Write A Program And Flowchart To Calculate
Write A Program And A Flowchartthe Program Should Calculate The Total
Write a program and a flowchart. The program should calculate the total cost for the number of movie tickets sold for Adults, Children, and Students; and then calculating the total of combined sales for all 3 categories. Then, it asks for customer numbers and sales by customer. In the end, it prints out the customer number, the customer sales, and then the total sales and average sales. You must use three different arrays - These are, in effect, parallel arrays: One for Adult Movie Ticket Sales One for Child Movie Ticket Sales One for Student Movie Ticket Sales Remember to use a "for" loop for each array You should have totals in $ amount for: Adult Movie Tickets sold Children Movie Tickets sold Student Movie Tickets sold Overall totals, combining all 3 categories Hints and Suggestions: You can set your own movie prices – for example, adult ticket is $15 You can set how many tickets have been sold in each category – for example, 5 adult tickets sold You can also write the program to ask the user for this input, but this is not required At the end, it prints out the total dollar amount spent on sales for Adult Movie Tickets, Children Movie Tickets, and Student Movie Tickets; and then an overall total spent
Paper For Above instruction
Calculating Total Movie Ticket Sales and Customer Transactions
This paper presents a comprehensive program designed to calculate total sales of movie tickets across different categories—Adults, Children, and Students—and to process customer-specific sales data. The program leverages parallel arrays, incorporates user interaction, and employs loop structures to ensure accurate and efficient computation of total and average sales. Additionally, the accompanying flowchart provides a visual representation of the program's control flow, facilitating implementation and debugging.
Introduction
Efficient management of ticket sales is critical for cinema operations to monitor revenue streams and understand customer purchasing patterns. A structured program that tracks individual sales figures and aggregates data across categories is essential. This program makes use of three arrays for category-specific sales, prompts the user for customer transactions, and computes both individual and total sales, culminating in a comprehensive sales overview.
Program Design and Implementation
Arrays for Ticket Sales
The program initializes three arrays to store sales data for Adults, Children, and Students respectively. These arrays are considered parallel because corresponding indexes represent the same customer across categories. For example, at index 0, the arrays hold the sales for customer 1 in each category.

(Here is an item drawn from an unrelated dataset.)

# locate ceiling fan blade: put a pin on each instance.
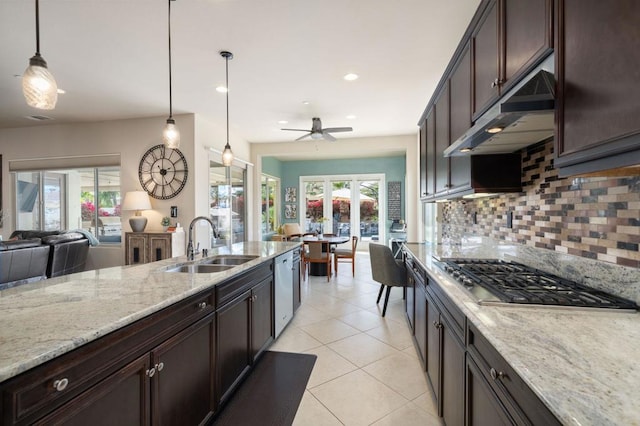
(338, 129)
(328, 137)
(302, 137)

Setting Ticket Prices and Sales
Ticket prices are predetermined, such as $15 for adults, $10 for children, and $12 for students. While these could be hardcoded, a more flexible approach involves prompting the user for prices and number of tickets sold per category, but this is optional and not essential for the core functionality.
Processing Customer Data
The program prompts the user to input the number of customers. For each customer, the program collects sales data—number of tickets purchased in each category. This data populates the respective arrays at corresponding indexes. Using a loop, the program processes each customer's sales effectively.
Calculating Totals
With sales data gathered, the program employs "for" loops to iterate through each array, aggregating total sales per category. It multiplies the number of tickets sold by their respective prices and sums across all customers to produce category-specific totals. Additionally, it computes an overall total by summing all categories.
Outputting Results
Finally, the program outputs the total dollar amounts for each category, the overall total, and calculates the average sales per customer. This provides a transparent overview of revenue generated and per-customer metrics, invaluable for business analysis.
Flowchart Explanation
The flowchart begins with initializing arrays and variables, proceeds to input the total number of customers, then loops through each customer to input ticket sales in each category. It calculates individual totals within the loop, updates cumulative totals, and finally, after processing all customers, outputs the totals and averages. This visual guide aids developers in implementing the program efficiently.
Conclusion
In conclusion, designing a program with parallel arrays and looping constructs ensures accurate tracking and calculation of ticket sales across categories. Incorporating user input enhances flexibility, while detailed output summaries support business decision-making. The accompanying flowchart complements this process by visually outlining control flow, making the program easy to develop, understand, and maintain.